The need for payer negotiations

In most cases, practices leave the contract negotiation in the hands of their medical director or manager. Even with hands-on experience with several payers for a number of years, they might not be aware of the bargaining power that they possess. The insurance payers are responsible to the stakeholders, contracted vendors (medical practices), and customers (patients). For better reimbursement rates, reduced denials, and improved contractual agreements, it is important to understand the need for successful contract negotiations.
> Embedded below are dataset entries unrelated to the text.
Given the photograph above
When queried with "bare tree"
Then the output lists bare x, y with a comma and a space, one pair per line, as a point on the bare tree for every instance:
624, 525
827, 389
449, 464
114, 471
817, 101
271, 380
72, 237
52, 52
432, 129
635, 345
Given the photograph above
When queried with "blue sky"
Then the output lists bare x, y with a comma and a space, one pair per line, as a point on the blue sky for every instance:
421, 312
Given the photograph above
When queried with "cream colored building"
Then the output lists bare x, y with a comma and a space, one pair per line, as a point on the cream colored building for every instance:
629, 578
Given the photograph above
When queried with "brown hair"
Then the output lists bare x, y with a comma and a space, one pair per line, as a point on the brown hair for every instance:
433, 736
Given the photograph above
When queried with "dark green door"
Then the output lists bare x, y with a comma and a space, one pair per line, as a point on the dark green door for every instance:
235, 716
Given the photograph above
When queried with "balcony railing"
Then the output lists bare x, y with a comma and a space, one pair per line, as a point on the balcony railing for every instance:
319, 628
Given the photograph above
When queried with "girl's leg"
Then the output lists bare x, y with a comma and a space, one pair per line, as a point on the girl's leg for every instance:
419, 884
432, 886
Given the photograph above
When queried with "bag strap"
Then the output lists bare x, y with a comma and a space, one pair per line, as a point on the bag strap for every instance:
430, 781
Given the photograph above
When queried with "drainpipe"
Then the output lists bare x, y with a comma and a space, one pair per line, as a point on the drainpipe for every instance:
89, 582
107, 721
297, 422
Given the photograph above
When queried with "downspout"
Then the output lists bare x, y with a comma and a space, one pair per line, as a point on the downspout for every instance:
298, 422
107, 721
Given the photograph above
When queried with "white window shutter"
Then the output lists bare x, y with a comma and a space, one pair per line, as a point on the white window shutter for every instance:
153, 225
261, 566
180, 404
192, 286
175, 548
What to understand before speaking with a payer’s representative

Firstly, practices must identify payers with whom they have reimbursement issues by analyzing the top CPT codes billed, and comparing the insurance reimbursement rates of all the payers. Consider this estimation as a utilization report from where all the inequalities can be detected through perfectly structured data.

Enter the frequency of the most commonly used CPT codes on a spreadsheet along with the number of times that specific code was billed to the corresponding payer and then multiply it with the existing reimbursement charge. Determine the break-even point by adding the provider reimbursement cost and overhead cost with the frequency of the codes billed and paid by the payer. Compare the result with the weighted average reimbursement rates. By doing this, practices can have more understanding of which payer contract requires attention and also identify payer organizations who are causing financial burdens.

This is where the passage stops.